A Data wrangling and Cleaning Project That Involves Gathering Data from Different sources Including querying Twitter's API using tweepy
- NumPy
- pandas
- Matplotlib
- Seaborn
- import tweepy
- json
- timeit
For this project, three datasets were used. Two of them were provided directly, while the third one required querying Twitter's API and writing the data to a .txt file. The datasets used are as follows:
- WeRateDogs Twitter Archive Data: This dataset contains information such as tweet ID, timestamp, rating numerator, rating denominator, name, etc.
- Tab Separated Values (TSV) file: This file contains images that need to be filtered to extract pictures of dogs.
- Querying Twitter's API: Data obtained from querying Twitter's API and writing it to a .txt file.
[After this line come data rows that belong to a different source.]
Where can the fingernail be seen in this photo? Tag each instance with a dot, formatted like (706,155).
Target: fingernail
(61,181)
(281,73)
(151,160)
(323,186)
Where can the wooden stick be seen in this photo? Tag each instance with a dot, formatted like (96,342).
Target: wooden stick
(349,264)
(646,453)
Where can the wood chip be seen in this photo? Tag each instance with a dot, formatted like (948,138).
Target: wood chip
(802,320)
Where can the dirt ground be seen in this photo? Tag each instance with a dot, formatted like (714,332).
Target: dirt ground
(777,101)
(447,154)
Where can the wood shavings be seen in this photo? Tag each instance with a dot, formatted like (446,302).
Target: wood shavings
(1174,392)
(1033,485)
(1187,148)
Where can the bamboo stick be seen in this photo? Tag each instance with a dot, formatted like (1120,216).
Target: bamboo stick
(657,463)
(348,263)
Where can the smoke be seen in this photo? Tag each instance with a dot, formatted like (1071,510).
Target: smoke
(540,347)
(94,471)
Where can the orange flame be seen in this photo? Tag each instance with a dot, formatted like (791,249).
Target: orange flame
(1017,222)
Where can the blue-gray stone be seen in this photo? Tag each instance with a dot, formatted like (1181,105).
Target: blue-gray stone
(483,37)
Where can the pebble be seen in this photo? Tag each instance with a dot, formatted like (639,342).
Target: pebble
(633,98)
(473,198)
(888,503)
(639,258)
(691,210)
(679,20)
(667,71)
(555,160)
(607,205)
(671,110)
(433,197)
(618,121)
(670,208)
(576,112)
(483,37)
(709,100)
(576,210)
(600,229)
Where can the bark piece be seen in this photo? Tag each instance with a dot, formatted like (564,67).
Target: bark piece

- The top dog breeds posted on WeRateDogs are:
- Labrador Retriever
- French Bulldog
- Chihuahua
- Pembroke
- Eskimo Dog
- The most commonly used device by handlers for tweeting is an iPhone.
- December has the highest tweet rates, followed by November.
- There is no significant effect of the day on the tweet rate.
This project consists of two reports:
- Wrangle Report: This report provides detailed information about the data wrangling efforts undertaken during the project. It is framed as an internal document.
- Wrangle Act: This report communicates all the insights and visualizations derived from the wrangled data. It is framed as an external document, similar to a blog post or a magazine article.
By presenting the findings in these two reports, the audience will gain a comprehensive understanding of the data wrangling process and the insights obtained from the analysis.